Prices ranged from $10 to $21 per week per person in 1890 (that would be about $250 to $520 in 2012).
“They would spend a month or an entire summer on the resort,” said Jerry Pepper, director of the Adirondack Museum library. “They were trying to escape the cities.”
With large trunks in tow, Pepper said families would take trains from cities such as New York and Boston, as well areas such as Utica, to the Adirondacks, and from the station take buses or steamboats to their specific resort.
After the automobile was widely introduced in the 1920s and ’30s, he said interest in all-inclusive resorts began to decline.
And once air conditioning was commonplace in big city businesses, Pepper said shutting down for the summer became obsolete.
“More and more of the Adirondack tourism you see centered in places like Old Forge, Lake George or Lake Placid, where there are chain hotels and chain restaurants,” Pepper said. “People are seeing the Adirondacks through the windshield of a car.”
Despite many inns around them closing, Joedda McClain and Jay Latterman have put time, money and effort into preserving The Woods Inn in Inlet.
The inn was abandoned for 28 years. There were offers to purchase and demolish the building in later years, but Latterman said the owner was looking for someone to restore the inn, restaurant and tavern.
“It was in horrific shape. We did a complete restoration,” McClain said of the more than $1 million project. “We really wanted to get the building back up and running.”
From sinking balconies to a lack of insulation and adequate bathrooms, contractor McClain and electrician Latterman dove into the project.
They knew what they were getting into, McClain said, and now after 11 years the inn is for sale and hopefully will go to someone who will appreciate the history within.
At one time, Latterman said the inn operated with the traditional American Plan and featured tennis courts, a dance hall — where traveling bands performed — and an ice cream parlor, the latter two operating in the unused barn-like structure on the premises.
“There’s still a lot of people who appreciate the historically accurate place,” she said. “It’s a totally different experience than staying in a big box inn, or general vacation spot.”
And it was that experience that attracted Sondra Gawlikowski.
The Philadelphia woman was at the inn setting up for her Sept. 7 wedding, and said the lakefront business always was her family’s vacation spot.

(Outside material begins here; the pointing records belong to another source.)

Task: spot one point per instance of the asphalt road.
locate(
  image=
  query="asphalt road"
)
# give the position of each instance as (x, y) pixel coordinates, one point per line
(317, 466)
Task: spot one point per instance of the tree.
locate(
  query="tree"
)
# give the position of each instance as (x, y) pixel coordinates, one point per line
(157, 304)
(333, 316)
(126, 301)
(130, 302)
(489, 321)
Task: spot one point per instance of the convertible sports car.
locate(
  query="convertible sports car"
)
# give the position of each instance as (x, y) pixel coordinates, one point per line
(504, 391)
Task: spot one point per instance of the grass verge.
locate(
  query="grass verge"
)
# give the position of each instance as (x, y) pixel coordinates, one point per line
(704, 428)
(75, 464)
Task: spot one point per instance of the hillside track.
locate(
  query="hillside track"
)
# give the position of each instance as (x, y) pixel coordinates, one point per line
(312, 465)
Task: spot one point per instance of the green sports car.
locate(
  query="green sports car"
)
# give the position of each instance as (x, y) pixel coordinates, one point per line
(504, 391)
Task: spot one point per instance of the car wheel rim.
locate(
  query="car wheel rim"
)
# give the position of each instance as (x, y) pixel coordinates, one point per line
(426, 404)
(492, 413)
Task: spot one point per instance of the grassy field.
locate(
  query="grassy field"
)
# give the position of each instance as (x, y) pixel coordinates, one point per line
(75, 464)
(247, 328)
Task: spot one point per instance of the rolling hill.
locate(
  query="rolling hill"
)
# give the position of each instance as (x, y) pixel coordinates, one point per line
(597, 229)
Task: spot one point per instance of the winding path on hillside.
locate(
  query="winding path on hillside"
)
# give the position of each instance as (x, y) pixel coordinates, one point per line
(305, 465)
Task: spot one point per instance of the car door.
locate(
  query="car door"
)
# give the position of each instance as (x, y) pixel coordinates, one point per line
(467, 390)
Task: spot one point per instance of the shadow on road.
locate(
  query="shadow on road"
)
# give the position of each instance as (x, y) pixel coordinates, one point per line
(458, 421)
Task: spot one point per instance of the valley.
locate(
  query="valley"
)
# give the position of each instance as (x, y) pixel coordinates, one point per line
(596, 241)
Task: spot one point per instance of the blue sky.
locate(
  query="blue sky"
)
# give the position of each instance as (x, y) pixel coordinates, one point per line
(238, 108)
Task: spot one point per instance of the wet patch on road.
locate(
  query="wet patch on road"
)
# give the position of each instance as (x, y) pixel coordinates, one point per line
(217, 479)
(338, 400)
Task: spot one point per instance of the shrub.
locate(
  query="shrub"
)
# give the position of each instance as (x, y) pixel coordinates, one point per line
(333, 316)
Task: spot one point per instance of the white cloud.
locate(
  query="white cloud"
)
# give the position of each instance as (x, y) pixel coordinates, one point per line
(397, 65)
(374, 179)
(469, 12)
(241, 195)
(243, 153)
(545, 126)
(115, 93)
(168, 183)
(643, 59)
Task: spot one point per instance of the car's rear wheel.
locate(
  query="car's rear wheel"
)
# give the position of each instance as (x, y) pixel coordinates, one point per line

“It’s a nostalgic thing. My fiancé — Andrew Zabroske — and I got engaged up here,” she said. “We wouldn’t imagine getting married anywhere else.”
Nancy Martin Pratt, co-owner of The Waldheim on Big Moose Lake, said she’s the third generation of her family to manage the business, which still operates on the American Plan — featuring three meals a day, lodging, maid service and a camp picnic mid-week.
They also have a “fire boy” who comes to each cottage and lights a fire in the fireplace each morning, Pratt said.
“We’re kind of at the end of the road, so it’s kind of a destination spot,” she said. “We’ve watched other businesses come and go, and I don’t know, it’s a miracle, I guess.”
Pratt said her family — the Martins — have owned the establishment, which features 17 cottages, since 1904 and have maintained a loyal customer base.
Plus, her family’s dedication also keeps The Waldheim in business.
“I think they come to value what we stand for, which is family,” Pratt said. “Our family, but also the connection with other families who have come for years.”
There is a lot of family tradition with inns still in operation, Engelhart said, which is a key distinction between them and the “homogenized” places you can stay, no matter where you are in the country.
“People are seeking out places that are distinct, that are different, that are intimate, that are unusual,” he said. “I think that’s part of what the appeal of these places is. Hopefully (they) only continue to be more sought out.”